O olhar dela seria desconcertante se Alistair não estivesse determinado a ser completamente honesto com Jess. Por isso a acusou:
— Você gosta de se exibir...
— Gosto de ser espiada no banho por se tratar de você. É perturbador.
Alistair escondeu um sorriso de satisfação.
— Você está se revelando uma exibicionista.
Também ela era honesta com Alistair; um pouco embriagada, mas franca. Ele nutria admiração por Tarley, o falecido marido de Jess, o primeiro homem na vida dela e seu mestre em tudo o que envolvia erotismo. Tal sentimento, porém, não excluía uma dose de frustração machista. Talvez por ser mais maduro e racional, Benedict Tarley não tivesse conseguido saciar o apetite sexual da esposa. A forma física e os talentos sensuais de Alistair contavam pontos a seu favor, atraindo as mulheres que o assediavam. Nunca, até aquele momento na cabine do navio, ele confiara tanto nos próprios dotes.
— Vamos reconhecer que a atração entre nós é mútua — comentou ele.
— Mas não tem lugar normal em nossas vidas — esmerou-se ela em responder.
Alistair aproximou-se de Jess.
— Mas não estamos em um momento normal das nossas vidas agora. Nem estaremos nos próximos meses ou semanas, pelo menos.
— Somos muito diferentes. Talvez você pense que, naquela noite no bosque de Pennington, eu me excitei profundamente, pelo resto da minha existência. Porém, asseguro-lhe que fiquei confusa e mortificada, nada digno de nota além disso.
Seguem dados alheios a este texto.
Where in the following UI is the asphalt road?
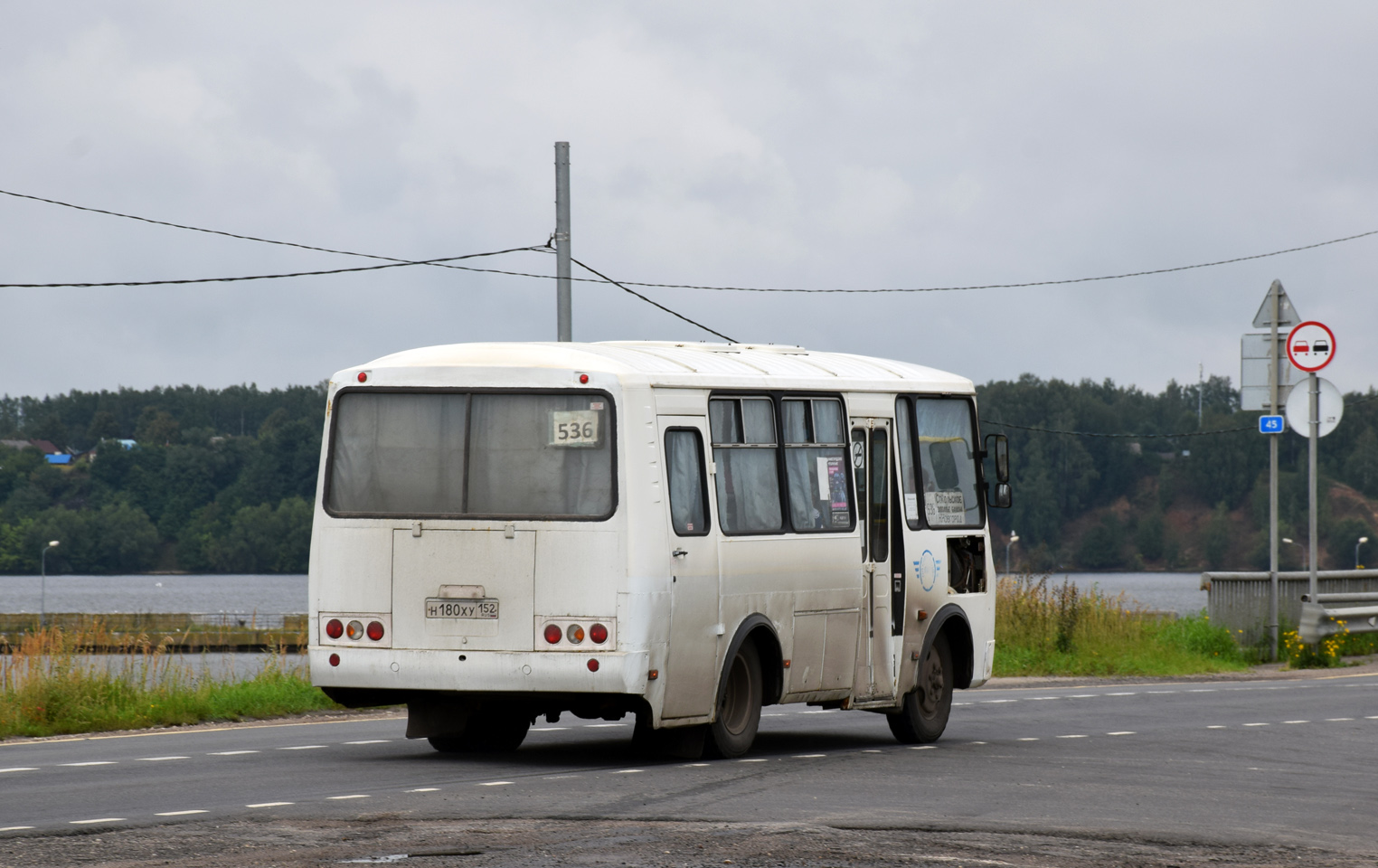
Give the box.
[0,675,1378,854]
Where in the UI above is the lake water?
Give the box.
[0,573,1206,615]
[0,576,307,615]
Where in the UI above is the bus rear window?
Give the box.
[326,390,615,519]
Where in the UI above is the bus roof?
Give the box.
[344,340,974,394]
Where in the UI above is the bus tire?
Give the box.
[884,632,955,744]
[708,639,762,758]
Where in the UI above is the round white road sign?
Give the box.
[1287,320,1336,373]
[1287,378,1345,437]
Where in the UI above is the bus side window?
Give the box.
[708,398,783,533]
[665,429,708,536]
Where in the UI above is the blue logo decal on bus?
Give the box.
[913,548,942,591]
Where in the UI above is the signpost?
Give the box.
[1287,321,1344,611]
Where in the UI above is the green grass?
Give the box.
[994,576,1251,675]
[0,629,337,737]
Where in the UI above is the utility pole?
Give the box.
[555,142,575,340]
[1268,279,1283,660]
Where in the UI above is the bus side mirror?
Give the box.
[986,434,1013,510]
[986,434,1010,482]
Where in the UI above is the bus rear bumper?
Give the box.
[308,646,649,696]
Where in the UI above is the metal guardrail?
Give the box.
[1297,592,1378,645]
[1200,569,1378,645]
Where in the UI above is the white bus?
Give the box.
[310,342,1010,757]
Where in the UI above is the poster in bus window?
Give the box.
[923,490,966,528]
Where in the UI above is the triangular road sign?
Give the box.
[1254,285,1301,328]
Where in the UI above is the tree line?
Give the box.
[0,374,1378,573]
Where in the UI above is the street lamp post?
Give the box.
[39,540,60,627]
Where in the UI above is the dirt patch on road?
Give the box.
[0,815,1378,868]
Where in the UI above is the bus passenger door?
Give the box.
[656,416,722,718]
[852,419,896,705]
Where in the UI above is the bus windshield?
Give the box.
[326,390,615,519]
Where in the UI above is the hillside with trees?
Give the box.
[0,374,1378,573]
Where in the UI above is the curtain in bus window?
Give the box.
[781,400,852,532]
[326,392,468,515]
[708,398,783,533]
[894,395,920,529]
[913,398,981,528]
[466,394,613,516]
[665,429,708,536]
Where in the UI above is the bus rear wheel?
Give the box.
[708,639,763,758]
[427,711,531,754]
[884,634,954,744]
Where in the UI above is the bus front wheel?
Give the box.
[708,639,763,758]
[886,634,954,744]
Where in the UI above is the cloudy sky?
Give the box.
[0,0,1378,394]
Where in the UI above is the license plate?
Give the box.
[426,597,497,618]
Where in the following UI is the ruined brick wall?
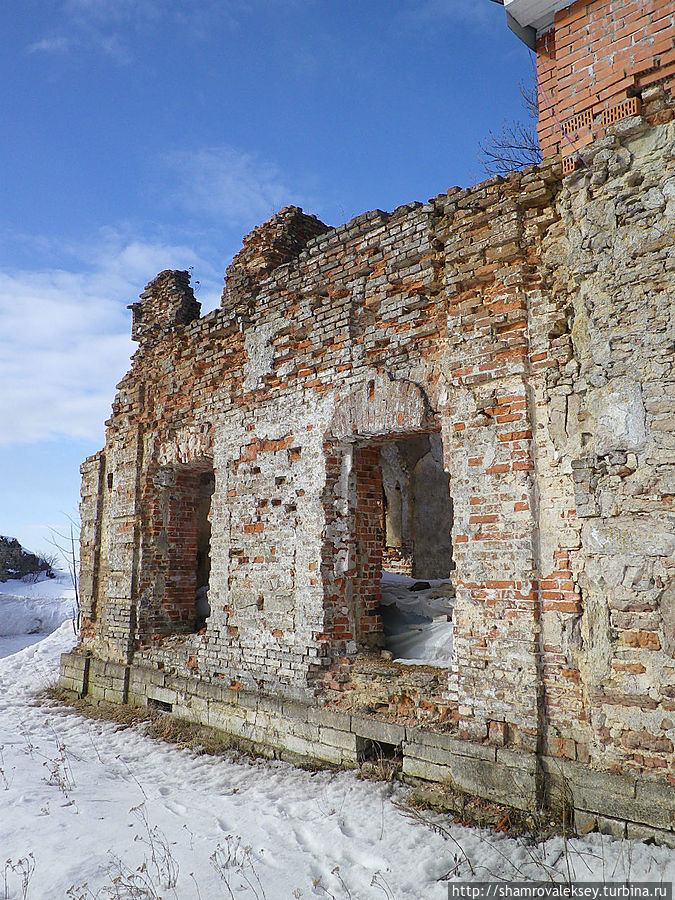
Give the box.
[537,0,675,173]
[75,112,675,796]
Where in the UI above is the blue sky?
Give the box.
[0,0,532,564]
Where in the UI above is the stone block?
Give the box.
[626,822,675,849]
[351,716,405,746]
[406,726,497,762]
[307,707,351,731]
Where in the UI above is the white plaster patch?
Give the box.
[244,324,276,391]
[595,378,647,456]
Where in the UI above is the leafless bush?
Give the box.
[209,834,265,900]
[3,853,35,900]
[478,83,542,175]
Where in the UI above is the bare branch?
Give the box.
[478,75,541,175]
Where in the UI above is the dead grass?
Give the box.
[405,783,563,840]
[42,687,563,840]
[37,687,242,756]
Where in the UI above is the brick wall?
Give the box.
[537,0,675,172]
[75,109,675,792]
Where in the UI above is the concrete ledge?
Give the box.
[59,653,675,847]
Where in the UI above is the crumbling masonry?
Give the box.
[61,0,675,845]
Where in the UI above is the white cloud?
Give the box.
[0,235,214,445]
[27,0,250,65]
[164,146,302,226]
[27,35,72,53]
[400,0,494,27]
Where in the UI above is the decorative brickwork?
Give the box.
[63,100,675,841]
[537,0,675,164]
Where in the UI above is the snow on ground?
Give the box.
[380,571,455,666]
[0,573,75,657]
[0,596,675,900]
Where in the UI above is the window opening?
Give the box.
[379,433,455,666]
[152,460,215,634]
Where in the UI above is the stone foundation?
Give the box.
[60,652,675,847]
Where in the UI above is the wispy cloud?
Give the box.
[163,146,302,226]
[26,35,73,53]
[26,0,250,65]
[0,235,215,445]
[399,0,491,27]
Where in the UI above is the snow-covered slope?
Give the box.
[0,574,75,657]
[0,596,675,900]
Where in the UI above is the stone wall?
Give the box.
[537,0,675,173]
[64,105,675,844]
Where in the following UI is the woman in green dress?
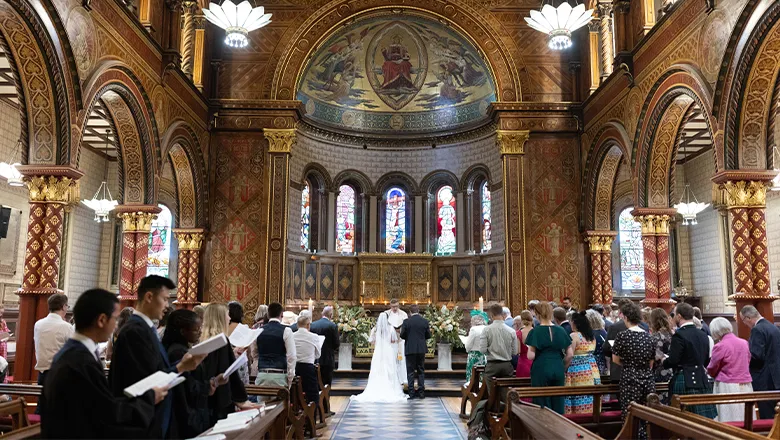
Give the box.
[525,302,574,414]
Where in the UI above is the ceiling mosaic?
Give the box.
[298,15,496,134]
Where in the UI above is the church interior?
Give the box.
[0,0,780,439]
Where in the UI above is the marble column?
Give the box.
[712,170,777,339]
[496,130,529,310]
[261,128,296,304]
[631,208,677,312]
[173,228,204,310]
[14,165,83,382]
[114,205,160,307]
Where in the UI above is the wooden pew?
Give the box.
[460,365,487,419]
[671,391,780,432]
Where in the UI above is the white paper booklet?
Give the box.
[230,324,263,348]
[125,371,185,397]
[222,352,249,377]
[188,333,227,356]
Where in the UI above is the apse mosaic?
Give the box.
[298,15,496,133]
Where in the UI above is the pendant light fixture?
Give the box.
[203,0,271,47]
[0,140,24,187]
[525,0,593,50]
[81,130,119,223]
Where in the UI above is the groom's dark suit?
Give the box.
[401,314,431,396]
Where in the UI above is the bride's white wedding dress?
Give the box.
[350,313,409,403]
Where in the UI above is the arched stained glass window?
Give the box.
[618,207,645,290]
[301,182,311,251]
[385,188,406,254]
[482,182,493,252]
[146,205,173,277]
[336,185,355,253]
[436,186,456,255]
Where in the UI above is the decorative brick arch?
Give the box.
[261,0,522,102]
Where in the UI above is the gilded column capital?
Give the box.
[496,130,530,156]
[263,128,296,154]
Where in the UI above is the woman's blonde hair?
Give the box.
[200,303,228,341]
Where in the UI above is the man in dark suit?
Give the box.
[401,304,431,399]
[39,289,168,438]
[311,306,339,385]
[108,275,206,438]
[739,306,780,419]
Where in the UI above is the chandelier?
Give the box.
[203,0,271,47]
[81,130,119,223]
[0,140,24,186]
[525,0,593,50]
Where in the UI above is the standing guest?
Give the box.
[465,310,487,384]
[663,303,718,419]
[739,306,780,419]
[311,306,340,385]
[200,303,256,425]
[293,313,324,402]
[612,300,655,439]
[40,289,168,439]
[162,309,218,438]
[525,302,574,414]
[255,303,295,387]
[33,293,73,390]
[515,310,534,377]
[108,275,205,438]
[707,317,753,422]
[553,307,571,335]
[650,307,674,386]
[564,311,601,414]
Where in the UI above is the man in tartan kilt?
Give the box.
[663,303,718,419]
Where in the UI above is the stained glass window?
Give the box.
[336,185,355,253]
[436,186,456,255]
[618,208,645,290]
[146,205,173,277]
[482,182,493,252]
[385,188,406,254]
[301,182,311,251]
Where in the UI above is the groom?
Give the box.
[401,304,431,399]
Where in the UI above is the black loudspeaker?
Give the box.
[0,206,11,238]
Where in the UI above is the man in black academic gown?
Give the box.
[108,275,205,438]
[39,289,168,438]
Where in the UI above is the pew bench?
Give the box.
[671,391,780,438]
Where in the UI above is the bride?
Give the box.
[350,313,409,402]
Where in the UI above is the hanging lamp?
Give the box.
[81,130,119,223]
[525,0,593,50]
[203,0,271,47]
[0,140,24,186]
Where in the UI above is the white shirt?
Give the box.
[33,313,73,372]
[72,333,100,362]
[293,328,325,364]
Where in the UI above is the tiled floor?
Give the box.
[321,397,466,440]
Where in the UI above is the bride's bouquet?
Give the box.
[335,303,371,346]
[425,306,465,347]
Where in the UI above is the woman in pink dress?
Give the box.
[515,310,534,377]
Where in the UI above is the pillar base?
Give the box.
[729,293,778,339]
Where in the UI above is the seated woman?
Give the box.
[564,311,601,414]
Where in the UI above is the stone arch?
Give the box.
[631,67,717,208]
[77,66,162,205]
[261,0,522,102]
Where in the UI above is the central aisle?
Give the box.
[323,397,466,440]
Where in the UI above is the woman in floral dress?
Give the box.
[564,311,601,414]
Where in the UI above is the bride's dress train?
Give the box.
[350,313,409,403]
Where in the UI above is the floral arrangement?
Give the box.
[334,303,372,346]
[425,306,465,347]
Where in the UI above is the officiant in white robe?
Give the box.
[386,299,409,384]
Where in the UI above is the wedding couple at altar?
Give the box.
[350,300,431,403]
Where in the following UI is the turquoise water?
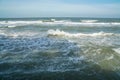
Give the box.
[0,18,120,80]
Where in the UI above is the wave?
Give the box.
[48,29,120,37]
[81,20,98,23]
[0,19,120,27]
[0,30,40,38]
[113,48,120,54]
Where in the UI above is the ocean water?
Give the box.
[0,17,120,80]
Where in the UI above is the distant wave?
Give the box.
[81,20,98,23]
[0,20,120,27]
[48,29,120,37]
— E agora viaja por longa distância não por necessidade, mas por escolha. É uma mulher excepcionalmente rica. Não lhe cabe envolver-se nos velhos negócios de Tarley, e sim aproveitar bem sua fortuna. Para mim, isso é intrigante, assim como sua disposição de mudar o mundo salvando os escravos, os pobres e os excluídos da sociedade.
Jessica tomou o resto do vinho que ainda havia na taça. Dobrou as pernas e abraçou os joelhos.
— Não posso ser sua amante — sentenciou, de forma concisa e firme.
— Nunca lhe pediria isso. — Erguendo-se, Alistair tirou o casaco e pendurou-o no espaldar da cadeira. De pé, sentiu todo o poder de sua ereção, que era como um atiçador de fogo. — Não almejo nenhum arranjo especial com você, não quero ser servido, mas servir, aplacar todas as suas fantasias, necessidades e momentos de tensão, como agora. Precisamos terminar o que começamos sete anos atrás. O que me diz?